Baru kali ini aku merasa gugup kala berada bersamanya…
Dia duduk tepat didepanku, dikursi ruang tamu rumahnya. Jarak kami hanya dipisahkan oleh sebuah meja kayu antik berwarna coklat dengan dua cangkir teh diatasnya.
Dia tahu kalau aku suka sekali minum teh.
Tadi orangtuanya ada bersama kami. Dan akupun diperkenalkan untuk pertama kalinya.
“Jadi inilah salah satu alasan itu?” kata uminya.
Aku hanya diam tak mengerti.
Kedua orangtuanya menyambutku ramah. Tapi tak banyak yang kami bicarakan. Kedua orangtuanya hanya menanyakan beberapa pertanyaan saja padaku lalu meninggalkan kami berdua.
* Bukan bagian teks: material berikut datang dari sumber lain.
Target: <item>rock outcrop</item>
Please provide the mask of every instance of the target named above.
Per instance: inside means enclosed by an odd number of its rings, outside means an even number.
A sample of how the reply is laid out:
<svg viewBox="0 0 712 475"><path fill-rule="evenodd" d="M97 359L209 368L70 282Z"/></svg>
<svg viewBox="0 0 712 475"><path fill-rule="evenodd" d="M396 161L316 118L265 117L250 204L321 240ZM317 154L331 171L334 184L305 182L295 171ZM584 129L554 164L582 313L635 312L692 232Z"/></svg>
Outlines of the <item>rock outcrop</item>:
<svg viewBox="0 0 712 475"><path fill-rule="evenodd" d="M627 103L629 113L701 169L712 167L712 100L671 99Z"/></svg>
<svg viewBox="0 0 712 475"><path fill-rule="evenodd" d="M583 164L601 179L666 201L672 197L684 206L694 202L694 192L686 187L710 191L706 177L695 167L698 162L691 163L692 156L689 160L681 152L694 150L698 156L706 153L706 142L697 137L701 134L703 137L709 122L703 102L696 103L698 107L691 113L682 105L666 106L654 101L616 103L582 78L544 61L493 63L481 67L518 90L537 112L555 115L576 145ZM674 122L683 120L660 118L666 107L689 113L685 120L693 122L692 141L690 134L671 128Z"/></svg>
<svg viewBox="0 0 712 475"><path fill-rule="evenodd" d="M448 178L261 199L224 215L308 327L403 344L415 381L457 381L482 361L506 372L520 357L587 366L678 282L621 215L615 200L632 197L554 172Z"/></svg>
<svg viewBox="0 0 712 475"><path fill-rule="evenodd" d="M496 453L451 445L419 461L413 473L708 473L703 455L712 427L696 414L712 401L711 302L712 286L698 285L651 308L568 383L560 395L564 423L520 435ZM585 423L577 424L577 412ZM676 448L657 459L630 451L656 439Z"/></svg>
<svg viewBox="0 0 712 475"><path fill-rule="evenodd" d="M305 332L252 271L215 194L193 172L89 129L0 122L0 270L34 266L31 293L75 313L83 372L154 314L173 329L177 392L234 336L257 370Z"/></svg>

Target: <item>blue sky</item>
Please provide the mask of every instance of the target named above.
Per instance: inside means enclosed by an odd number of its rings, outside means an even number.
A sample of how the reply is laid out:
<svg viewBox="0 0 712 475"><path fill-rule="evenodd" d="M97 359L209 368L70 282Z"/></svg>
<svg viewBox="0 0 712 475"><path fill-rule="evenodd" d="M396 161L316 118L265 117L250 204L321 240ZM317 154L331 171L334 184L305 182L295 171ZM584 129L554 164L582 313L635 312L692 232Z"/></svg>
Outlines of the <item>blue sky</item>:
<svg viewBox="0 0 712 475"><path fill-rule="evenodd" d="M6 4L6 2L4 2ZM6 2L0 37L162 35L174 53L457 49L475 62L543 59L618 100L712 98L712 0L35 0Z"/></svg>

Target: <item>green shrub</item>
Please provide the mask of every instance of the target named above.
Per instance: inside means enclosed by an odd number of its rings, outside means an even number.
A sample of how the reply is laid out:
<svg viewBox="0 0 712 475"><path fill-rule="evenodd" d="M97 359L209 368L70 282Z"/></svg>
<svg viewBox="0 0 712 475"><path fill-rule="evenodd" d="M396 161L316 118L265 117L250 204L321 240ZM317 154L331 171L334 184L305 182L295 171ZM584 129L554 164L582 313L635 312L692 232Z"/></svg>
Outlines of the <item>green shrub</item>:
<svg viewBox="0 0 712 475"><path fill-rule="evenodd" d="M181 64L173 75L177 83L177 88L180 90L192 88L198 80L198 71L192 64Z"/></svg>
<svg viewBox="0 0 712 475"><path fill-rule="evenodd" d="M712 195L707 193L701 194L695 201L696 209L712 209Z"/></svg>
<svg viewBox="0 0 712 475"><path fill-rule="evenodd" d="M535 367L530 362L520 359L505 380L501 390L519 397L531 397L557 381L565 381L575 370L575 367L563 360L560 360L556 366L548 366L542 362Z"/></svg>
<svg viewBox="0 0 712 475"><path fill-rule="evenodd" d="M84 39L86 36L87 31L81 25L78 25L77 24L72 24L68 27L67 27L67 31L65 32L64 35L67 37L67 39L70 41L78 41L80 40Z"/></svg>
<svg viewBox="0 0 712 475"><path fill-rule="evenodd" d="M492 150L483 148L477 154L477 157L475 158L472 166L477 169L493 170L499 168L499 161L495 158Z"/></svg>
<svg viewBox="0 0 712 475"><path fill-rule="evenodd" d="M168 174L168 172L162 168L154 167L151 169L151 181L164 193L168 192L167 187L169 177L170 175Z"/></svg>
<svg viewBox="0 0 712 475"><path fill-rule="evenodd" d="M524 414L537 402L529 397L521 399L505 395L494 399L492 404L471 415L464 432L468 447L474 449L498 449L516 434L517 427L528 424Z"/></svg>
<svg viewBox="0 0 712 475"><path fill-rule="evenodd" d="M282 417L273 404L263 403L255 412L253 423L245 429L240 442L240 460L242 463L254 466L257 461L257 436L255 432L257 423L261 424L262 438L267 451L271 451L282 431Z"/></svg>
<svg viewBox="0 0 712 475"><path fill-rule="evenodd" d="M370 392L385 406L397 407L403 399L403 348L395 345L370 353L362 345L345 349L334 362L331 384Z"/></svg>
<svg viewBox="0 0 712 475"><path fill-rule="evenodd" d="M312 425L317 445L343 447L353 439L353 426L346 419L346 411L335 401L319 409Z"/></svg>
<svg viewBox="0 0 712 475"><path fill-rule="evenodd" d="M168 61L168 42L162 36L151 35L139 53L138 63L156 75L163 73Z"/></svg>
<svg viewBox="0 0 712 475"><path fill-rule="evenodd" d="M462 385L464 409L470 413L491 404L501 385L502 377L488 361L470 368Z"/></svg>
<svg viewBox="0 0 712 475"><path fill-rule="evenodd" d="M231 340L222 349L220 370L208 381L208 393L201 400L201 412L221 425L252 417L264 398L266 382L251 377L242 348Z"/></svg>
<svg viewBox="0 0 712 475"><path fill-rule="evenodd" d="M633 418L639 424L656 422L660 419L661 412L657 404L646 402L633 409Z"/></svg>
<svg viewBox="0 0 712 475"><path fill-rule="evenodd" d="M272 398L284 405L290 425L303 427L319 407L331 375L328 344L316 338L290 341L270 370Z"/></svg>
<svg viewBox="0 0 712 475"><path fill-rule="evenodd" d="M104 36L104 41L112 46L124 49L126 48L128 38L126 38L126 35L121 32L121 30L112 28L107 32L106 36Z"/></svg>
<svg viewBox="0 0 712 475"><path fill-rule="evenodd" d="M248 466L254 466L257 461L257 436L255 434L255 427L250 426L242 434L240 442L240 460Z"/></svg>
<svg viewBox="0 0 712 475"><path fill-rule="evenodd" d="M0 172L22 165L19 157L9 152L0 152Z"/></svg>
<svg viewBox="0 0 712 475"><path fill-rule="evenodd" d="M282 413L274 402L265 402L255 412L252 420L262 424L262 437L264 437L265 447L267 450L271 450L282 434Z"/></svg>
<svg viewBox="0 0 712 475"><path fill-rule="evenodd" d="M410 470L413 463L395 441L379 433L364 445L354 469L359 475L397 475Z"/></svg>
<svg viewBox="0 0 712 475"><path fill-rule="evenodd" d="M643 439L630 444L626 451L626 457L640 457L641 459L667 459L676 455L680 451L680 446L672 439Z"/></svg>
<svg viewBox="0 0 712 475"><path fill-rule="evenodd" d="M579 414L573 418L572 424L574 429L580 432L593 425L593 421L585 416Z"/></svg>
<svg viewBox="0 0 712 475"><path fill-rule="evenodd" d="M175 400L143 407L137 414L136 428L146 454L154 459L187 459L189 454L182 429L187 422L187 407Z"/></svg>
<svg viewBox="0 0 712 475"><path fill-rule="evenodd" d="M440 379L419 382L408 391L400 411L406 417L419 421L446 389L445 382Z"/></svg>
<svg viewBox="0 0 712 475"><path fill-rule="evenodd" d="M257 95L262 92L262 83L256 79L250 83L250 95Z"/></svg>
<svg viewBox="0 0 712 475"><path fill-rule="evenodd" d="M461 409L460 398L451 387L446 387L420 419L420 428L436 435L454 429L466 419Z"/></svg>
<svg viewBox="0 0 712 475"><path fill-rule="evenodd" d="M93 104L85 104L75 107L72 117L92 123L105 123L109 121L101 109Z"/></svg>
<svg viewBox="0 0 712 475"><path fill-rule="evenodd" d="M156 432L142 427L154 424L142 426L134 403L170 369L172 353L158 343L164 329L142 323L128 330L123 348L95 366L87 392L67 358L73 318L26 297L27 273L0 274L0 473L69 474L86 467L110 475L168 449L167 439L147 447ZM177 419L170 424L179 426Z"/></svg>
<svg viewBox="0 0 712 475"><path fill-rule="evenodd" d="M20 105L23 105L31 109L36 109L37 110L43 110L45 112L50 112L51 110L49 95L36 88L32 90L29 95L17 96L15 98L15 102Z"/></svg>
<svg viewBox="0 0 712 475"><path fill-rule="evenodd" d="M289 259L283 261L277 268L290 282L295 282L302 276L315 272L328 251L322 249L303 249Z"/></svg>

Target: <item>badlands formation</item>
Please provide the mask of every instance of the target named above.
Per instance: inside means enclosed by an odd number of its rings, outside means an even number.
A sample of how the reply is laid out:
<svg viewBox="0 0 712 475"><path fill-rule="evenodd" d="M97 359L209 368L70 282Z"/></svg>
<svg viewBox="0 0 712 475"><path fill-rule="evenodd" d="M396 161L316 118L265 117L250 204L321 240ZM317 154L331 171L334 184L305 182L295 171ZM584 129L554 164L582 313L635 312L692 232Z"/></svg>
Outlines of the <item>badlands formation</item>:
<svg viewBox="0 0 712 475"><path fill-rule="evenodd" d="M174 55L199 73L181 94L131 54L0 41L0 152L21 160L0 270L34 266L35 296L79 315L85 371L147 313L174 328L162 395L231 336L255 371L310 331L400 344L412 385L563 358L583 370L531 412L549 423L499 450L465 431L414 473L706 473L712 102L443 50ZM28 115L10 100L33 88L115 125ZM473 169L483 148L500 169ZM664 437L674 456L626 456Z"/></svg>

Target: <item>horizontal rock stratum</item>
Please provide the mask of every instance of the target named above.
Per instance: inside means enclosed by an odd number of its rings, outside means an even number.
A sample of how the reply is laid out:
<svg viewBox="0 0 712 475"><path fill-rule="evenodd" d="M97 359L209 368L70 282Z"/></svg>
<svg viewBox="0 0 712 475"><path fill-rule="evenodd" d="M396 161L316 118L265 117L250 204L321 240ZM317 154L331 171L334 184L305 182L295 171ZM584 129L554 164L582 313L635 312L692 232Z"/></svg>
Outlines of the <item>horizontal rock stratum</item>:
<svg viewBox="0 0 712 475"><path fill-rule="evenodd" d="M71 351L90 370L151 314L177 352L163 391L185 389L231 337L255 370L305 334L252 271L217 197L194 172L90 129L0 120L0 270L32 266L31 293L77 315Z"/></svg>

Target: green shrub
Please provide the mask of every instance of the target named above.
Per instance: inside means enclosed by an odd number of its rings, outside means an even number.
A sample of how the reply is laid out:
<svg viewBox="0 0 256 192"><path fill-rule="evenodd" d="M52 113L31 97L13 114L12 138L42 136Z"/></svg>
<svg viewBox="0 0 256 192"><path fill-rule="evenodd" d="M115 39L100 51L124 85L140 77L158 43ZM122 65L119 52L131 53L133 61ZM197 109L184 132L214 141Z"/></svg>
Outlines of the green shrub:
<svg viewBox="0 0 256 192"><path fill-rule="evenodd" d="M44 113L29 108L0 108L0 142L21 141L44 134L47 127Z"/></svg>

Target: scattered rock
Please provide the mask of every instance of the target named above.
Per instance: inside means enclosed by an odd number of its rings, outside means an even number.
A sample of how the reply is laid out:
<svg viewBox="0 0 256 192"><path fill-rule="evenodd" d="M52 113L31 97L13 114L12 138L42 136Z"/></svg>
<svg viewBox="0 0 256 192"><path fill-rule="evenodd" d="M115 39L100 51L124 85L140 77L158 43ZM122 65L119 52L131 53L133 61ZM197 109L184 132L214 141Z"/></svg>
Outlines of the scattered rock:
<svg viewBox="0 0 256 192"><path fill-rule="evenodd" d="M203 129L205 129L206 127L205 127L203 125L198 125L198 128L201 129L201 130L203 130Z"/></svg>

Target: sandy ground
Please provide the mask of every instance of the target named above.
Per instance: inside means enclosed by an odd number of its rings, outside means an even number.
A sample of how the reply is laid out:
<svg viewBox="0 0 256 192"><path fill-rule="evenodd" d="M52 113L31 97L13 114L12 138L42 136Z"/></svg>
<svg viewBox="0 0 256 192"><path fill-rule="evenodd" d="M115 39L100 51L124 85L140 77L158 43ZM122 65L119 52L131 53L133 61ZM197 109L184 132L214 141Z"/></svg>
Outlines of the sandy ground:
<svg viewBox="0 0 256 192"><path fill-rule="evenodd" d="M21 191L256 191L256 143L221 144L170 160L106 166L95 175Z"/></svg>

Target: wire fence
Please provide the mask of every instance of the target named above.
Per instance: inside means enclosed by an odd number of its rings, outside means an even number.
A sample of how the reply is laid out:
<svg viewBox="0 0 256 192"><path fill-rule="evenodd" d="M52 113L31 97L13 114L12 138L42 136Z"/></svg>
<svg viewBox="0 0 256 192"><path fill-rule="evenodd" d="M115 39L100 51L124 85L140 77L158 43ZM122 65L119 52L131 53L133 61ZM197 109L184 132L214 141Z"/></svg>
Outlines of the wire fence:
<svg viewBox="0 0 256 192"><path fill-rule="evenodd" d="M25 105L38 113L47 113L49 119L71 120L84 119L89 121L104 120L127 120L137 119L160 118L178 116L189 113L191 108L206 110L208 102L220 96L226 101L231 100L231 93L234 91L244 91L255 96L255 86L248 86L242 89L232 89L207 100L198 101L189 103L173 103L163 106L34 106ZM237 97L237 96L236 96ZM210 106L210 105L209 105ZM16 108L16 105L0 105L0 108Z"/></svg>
Orangtuanya seakan mengerti bahwa ada yang harus dibicarakan antara aku dan dia.
Untuk sesaat kami berdua saling diam.
Tak mudah bagiku untuk memulai percakapan. Terlebih lagi bila menyangkut perasaan hatiku yang selama ini coba kujaga keagungannya.
“Abang apa kabar?”
Aku menatapnya. “Baik.” Jawabku. “Adik sendiri bagaimana kabarnya?”
Dia tersenyum. “Adik juga baik.” Jawabnya. “Sudah lama abang tidak menghadiri pengajian. Kenapa?”
Aku diam. Aku ingin sekali menanyakan tentang lamaran itu padanya. Tapi aku kesulitan menyusun kata-kata.
“Iya.” Jawabku pendek. Aku ingin mencoba melakukan sesuatu untuk mendapatkan kembali apa yang selama ini telah hilang dari hatiku. Aku ingin hatiku bisa kembali merasakan keikhlasan yang dulu pernah menjadi bagian dari perjalananku mengenal tuhan.
Aku menghela nafas. Jika aku terus begini semuanya tak akan pernah bisa berjalan dalam kepastian dan kejelasan yang aku inginkan. Dan nasehat temanku semalam akan menjadi sia-sia belaka.
“Nasehatku,” kata temanku semalam, “Sebelum kau mengungkapkan keinginanmu sebaiknya kau benahi dulu hatimu. Agar apa yang kau ucapkan benar-benar terlahir dari tulusnya hatimu.”
Dan memang benarlah adanya. Karena selama ini aku merasa seakan-akan hidup dalam bayang-bayangku sendiri. Aku selalu mencampur adukkan mimpi dengan kenyataan. Angan dengan keyakinan, hingga membuatku merasa tersesat dilembar hatiku sendiri.
“Apakah kabar itu benar?”
Dia menatapku tajam. “Kabar apa”
Aku menghela nafas. “Kabar tentang lamaran yang adik dapatkan. Karena kini abang mendengar bahwa adik menolak lamaran itu.”